The men who came to the workshops varied in ability and confidence. There’s a certain fear of ridicule that makes people nervous to take part at first, and many struggled with unfamiliar spellings and narratives. To give those less confident a starting point, we provided each participant with a blank booklet with pre-cut flaps on each page. The trick was to incorporate those flaps into the story. Is that rectangle a door to a castle, or a spaceship? It was all about the choices they made as they threaded their stories together. Confidence came as they tackled each page at their own pace, puzzling out where it fit. Drawing skills were secondary to figuring out what needed to be said.
The results were raw, beautiful and honest. Stories allow us to make sense of our worlds, to show what it is important and connects us. The stories, which all use the same blank booklet, are always different. .Some are incredibly personal – confessional, even – and try to explain to children why their parent is in prison. Some are wild adventure stories where characters travel the world (but are always back in time for tea!). Others still give advice on how to behave and get by while dad’s away. All reflected the writer’s idea of the role of a father, and took the time to think closely about their children, their interests, and what they might need to hear. It can be hard for people in prison to find ways of doing something for their kids, so opportunities such as this are welcomed.
“These stories make a difference and keep us close.” – Mum attending the family visit
Responding to lockdown
The initial project was so successful that the prison part-funded the following year’s workshops. These would have continued through 2020 but we were interrupted by the national lockdown, in which prisons have remained. With a project that’s all about connecting people to their families, we had to ask ourselves how we could continue when we’re no longer connected with participants.
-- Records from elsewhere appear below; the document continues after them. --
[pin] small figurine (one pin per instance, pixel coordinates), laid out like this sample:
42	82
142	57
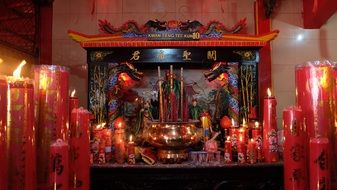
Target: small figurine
206	124
195	110
144	117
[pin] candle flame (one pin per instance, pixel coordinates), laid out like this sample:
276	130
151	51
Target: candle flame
17	71
268	92
73	93
233	122
256	124
100	126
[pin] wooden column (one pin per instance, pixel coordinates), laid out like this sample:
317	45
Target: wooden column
263	25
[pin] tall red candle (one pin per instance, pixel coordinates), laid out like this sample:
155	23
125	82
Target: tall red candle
79	146
52	112
131	152
228	150
73	102
251	152
319	163
257	136
59	164
241	151
295	170
3	132
20	133
270	146
315	88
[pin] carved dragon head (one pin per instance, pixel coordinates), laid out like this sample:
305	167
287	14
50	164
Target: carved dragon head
131	71
217	69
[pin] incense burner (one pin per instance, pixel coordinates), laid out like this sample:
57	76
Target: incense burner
172	139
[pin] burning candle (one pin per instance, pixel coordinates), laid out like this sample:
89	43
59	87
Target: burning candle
98	137
251	152
241	151
243	131
3	132
52	112
294	149
315	88
119	136
131	151
108	144
20	132
257	136
73	102
228	150
234	135
79	146
270	146
319	163
59	164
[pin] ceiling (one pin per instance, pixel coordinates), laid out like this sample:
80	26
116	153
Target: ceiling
19	25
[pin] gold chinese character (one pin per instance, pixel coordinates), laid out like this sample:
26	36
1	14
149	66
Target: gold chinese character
161	55
211	55
186	55
135	55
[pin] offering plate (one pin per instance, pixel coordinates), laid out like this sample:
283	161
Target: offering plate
172	139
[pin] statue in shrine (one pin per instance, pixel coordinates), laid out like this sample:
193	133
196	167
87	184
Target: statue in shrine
144	117
195	110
We tried to make a remote version work for those in lockdown in the form of an activity pack. It would only be judged a success if people used it, so we would need the support of someone who could still go onto the wings. At HMP Wormwood Scrubs the Family Workers we have worked with have been excellent and seen the value and potential of the project.
Without the workshops, our biggest worry was that less confident parents wouldn’t give it a go, so we knew we had to make the packs as engaging and user-friendly as possible. The pack has the same high quality pre-cut story booklets made by artist Louise Bristow and includes prepaid envelopes.
“I actually had fun – it was challenging in terms of how to spread out the story but 10/10 I enjoyed being creative even though I can’t draw.” – Participant at HMP Downview on using the remote storybook packs
We had been worried that fewer people would take it up, but there were some ways in which the lockdown made things easier. There was no longer the frustration of late moves, early moves, or no moves; of not being allowed off the wing, or of arriving at the workshop unclear of why you have been sent there. Now you could take your time. It also meant we could reach more people in different prisons, including mothers at HMP Downview.
The feedback to this version of Making It Up has been overwhelmingly positive, describing the packs as ‘first class’, and most have taken to using the longer ‘Dreamliner’ booklet. The storybooks are posted out to families and with their permission, the family worker or librarian sends us pictures so we see the love and care that has gone into these new created-in-lockdown stories. From the images and feedback we’ve seen so far, the writers have taken great pride in their creations.
The remote version of Making It Up is now running in 6 prisons as well as continuing in HMP Wormwood Scrubs. None of it would be possible without maintaining strong relationships with prison staff and librarians before and throughout lockdown. Although it has been challenging working from the outside, we’re so glad to have been able to provide the opportunity to maintain family contact over lockdown.
“I really like taking time to do this as it is something from me to my son, something he’ll love and keep.” – Participant at HMP Downview
David Kendall is a specialist in using writing & reading to engage people who have been marginalised. Throughout the last two decades he has worked on a wide variety of projects with prisoners and their families, young people in care, and rough sleepers. He is co-director of Penned Up, a two-week literature festival planned and organised with and for those in prison.
Making it Up is supported by the Arts Council National Lottery Project Grant.